Output details
34 - Art and Design: History, Practice and Theory
Newcastle University
Scale in Contemporary Sculpture: Enlargement, Miniaturisation and the Life-Size
This book is the first to devote serious attention to questions of scale in contemporary sculpture. The study brings together a new group of recent artworks spanning sculpture, installation and photography, and proposes new definitions of ‘scale’ and ‘size’, by relating each term to differences of quantity and quality respectively. This novel framework, supported by a detailed analysis of Bergson and Deleuze’s writings on difference, is used as a motor for the rest of the discussion. The book argues that the recent artistic address of scale should be considered within the interlinked cultural and socio-historical framework of postmodern theory and the growth of global capitalism. Within this context, the book proposes an original interpretation of the identified artistic phenomenon as a reassertion of the importance of qualitative and external difference in the construction of meaning. The book’s argument is born out of extensive research into contemporary sculpture, installation and photography made since the end of the Cold War, and is supported by a detailed analysis of relevant existing literature on scale, postmodernism and global capitalism. Given the paucity of literature on both a theorisation of scale, and the address of scale in recent art practice, the research presented in the book offers new insights into an important development in international artwork of the last twenty years. The breadth of artwork discussed, and the development of a theorisation of scale and size more generally, mean that this book offers a reference point for art historians within the fields of sculpture studies and the history of photography, as well as a useful resource for artists, and for wider readers interested in recent cultural history.
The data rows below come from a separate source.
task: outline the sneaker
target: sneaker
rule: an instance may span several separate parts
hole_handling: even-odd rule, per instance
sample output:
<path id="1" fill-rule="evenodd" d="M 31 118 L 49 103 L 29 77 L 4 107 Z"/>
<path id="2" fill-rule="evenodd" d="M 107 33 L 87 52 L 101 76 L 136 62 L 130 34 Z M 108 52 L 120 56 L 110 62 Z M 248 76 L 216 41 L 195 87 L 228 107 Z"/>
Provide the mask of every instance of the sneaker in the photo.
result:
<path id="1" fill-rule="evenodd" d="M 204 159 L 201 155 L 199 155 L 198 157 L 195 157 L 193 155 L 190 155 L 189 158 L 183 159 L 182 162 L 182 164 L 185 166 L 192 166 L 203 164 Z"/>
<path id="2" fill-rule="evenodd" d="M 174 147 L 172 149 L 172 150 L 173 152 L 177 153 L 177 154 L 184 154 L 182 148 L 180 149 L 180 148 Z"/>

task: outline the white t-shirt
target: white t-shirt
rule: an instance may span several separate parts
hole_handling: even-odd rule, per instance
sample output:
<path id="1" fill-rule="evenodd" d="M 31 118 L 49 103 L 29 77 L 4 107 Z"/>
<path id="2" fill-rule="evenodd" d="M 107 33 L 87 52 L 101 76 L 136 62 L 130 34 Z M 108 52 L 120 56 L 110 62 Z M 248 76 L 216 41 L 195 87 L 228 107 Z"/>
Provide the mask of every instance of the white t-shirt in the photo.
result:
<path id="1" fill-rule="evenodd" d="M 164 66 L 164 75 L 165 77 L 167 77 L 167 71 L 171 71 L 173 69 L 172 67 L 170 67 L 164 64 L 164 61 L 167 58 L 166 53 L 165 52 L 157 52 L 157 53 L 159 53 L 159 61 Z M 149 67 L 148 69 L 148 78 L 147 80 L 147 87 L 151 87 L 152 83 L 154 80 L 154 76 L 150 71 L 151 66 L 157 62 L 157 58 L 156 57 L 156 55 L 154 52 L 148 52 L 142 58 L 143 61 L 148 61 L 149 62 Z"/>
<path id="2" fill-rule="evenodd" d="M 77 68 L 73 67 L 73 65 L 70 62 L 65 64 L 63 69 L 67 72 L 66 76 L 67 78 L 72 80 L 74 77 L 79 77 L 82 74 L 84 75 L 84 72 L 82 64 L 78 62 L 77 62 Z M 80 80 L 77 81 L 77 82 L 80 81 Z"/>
This book presents the compilation and analysis of a considerable body of international sculpture, installation and photography made since the late 1980s addressing the theme of scale. Representing intensive work undertaken over a five year period, the book presents the generation of a complex original thesis regarding both the emergence of this body of artwork and the theorisation of scale. Substantial interdisciplinary research was necessary to locate the artwork within a social, historic and philosophical framework. The book, no section of which has been previously published elsewhere, is comprised of an 80,000 word text and brings together 60 colour illustrations.